"Oh, ho! Student Grip! I suppose he is on his way towards home."

Ma looked at once at Inger-Johanna; she fell into a reverie. She stepped hurriedly out of the carriage.

"Jäger is going surveying to-morrow a long distance into the mountains,—clear over to the Grönnelid saeters," Ma said to him, when he came out of his room in the morning, "and there is so much that must be done."

"So—oh—and to-morrow early." The student hesitated. "My plan is to go home over the mountain, as I did last time—to get a little really fresh air, away from the stuffy town air and the lawbooks."

"But then you could go with Jäger? It will be thirty-five to forty miles you could go together up in the mountains—and for Jäger, it would be a real pleasure to have company.
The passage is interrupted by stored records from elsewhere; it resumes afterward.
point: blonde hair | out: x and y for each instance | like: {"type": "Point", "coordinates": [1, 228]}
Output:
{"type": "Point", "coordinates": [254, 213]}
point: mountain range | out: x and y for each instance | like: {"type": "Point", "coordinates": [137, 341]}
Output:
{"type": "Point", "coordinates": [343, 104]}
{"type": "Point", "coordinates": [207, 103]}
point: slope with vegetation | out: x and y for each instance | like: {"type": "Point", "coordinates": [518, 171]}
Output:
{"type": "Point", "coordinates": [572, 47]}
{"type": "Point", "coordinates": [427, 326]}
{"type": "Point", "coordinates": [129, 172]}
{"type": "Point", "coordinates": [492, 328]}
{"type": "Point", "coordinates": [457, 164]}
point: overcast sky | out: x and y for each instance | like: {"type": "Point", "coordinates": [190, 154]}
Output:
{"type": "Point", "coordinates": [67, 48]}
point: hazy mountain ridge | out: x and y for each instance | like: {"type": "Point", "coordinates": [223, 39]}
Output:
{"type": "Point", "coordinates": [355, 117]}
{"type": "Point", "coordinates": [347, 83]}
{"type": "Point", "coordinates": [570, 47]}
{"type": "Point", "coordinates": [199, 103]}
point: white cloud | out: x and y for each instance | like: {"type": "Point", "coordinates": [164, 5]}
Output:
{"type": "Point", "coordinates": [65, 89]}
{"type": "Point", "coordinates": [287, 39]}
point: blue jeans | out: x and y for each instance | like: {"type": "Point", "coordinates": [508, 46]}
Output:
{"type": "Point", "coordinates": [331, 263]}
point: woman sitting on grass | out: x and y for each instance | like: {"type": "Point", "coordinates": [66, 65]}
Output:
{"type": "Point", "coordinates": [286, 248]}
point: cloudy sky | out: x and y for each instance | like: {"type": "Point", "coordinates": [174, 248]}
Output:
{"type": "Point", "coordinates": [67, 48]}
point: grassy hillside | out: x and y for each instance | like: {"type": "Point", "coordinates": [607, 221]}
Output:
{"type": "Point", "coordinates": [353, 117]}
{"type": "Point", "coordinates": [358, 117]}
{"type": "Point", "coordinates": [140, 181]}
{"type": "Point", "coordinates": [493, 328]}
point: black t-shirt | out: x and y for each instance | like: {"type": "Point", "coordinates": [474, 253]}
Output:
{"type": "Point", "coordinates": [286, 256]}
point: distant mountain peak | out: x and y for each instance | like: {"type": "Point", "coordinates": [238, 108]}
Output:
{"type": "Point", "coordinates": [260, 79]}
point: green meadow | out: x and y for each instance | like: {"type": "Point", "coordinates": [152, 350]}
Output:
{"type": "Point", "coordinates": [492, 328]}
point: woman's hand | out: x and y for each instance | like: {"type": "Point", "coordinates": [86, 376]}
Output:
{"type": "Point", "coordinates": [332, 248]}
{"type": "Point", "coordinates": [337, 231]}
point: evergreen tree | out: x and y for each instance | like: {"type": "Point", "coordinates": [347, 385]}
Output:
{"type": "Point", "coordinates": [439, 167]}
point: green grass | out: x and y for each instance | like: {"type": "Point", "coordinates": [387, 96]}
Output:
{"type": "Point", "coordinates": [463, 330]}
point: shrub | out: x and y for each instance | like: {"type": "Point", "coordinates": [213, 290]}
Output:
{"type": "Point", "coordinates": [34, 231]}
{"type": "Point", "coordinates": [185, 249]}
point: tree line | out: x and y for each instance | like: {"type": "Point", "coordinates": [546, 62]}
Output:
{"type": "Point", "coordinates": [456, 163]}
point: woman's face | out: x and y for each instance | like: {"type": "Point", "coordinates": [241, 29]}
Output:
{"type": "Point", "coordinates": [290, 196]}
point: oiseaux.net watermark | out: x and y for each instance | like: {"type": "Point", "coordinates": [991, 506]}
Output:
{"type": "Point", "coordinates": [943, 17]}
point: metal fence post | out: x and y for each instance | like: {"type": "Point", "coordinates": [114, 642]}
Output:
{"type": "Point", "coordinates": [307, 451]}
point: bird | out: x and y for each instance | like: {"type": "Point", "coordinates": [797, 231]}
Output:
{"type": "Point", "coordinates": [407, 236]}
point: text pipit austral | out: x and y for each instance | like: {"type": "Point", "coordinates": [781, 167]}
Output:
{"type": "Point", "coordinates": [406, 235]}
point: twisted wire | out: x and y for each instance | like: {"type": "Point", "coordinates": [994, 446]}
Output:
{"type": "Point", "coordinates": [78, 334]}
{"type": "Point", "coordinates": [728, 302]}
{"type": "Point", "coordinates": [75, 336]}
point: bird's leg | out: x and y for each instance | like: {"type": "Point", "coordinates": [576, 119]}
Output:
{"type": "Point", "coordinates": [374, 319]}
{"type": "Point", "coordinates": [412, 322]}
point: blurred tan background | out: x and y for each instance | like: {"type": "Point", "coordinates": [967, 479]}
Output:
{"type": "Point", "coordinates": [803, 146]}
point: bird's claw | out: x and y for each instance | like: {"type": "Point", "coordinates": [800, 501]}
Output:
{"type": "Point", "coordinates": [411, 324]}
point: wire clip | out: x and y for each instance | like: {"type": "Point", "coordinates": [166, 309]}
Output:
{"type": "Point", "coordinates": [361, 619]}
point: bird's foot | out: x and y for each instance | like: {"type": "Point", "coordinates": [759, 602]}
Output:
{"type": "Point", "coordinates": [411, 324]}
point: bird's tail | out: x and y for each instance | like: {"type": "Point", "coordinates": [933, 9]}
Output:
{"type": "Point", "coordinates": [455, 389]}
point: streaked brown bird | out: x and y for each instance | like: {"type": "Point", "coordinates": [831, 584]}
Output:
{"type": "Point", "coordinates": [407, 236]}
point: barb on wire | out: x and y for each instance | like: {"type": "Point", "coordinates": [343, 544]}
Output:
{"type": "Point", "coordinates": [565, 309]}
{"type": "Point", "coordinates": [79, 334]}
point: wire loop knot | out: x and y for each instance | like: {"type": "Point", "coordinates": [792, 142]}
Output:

You won't have any objection, I suppose, to my putting up something for you to eat by the way?"

"Thanks—I thank you very much for all your kindness."

"She will not have me, that is plain," he muttered, while he wandered about the yard during the forenoon; they were all asleep except the mistress. But he did not come here to escort the captain.

In the afternoon, when it began to grow a little cool, the captain, Inger-Johanna, Jörgen, and Student Grip took the lonely road to the mill. Great-Ola and Aslak, the crofter, went with them—something was to be done to the mill-wheel, now that the stream was almost dry.

They stood there studying eagerly how the wheel could best be raised off the axis.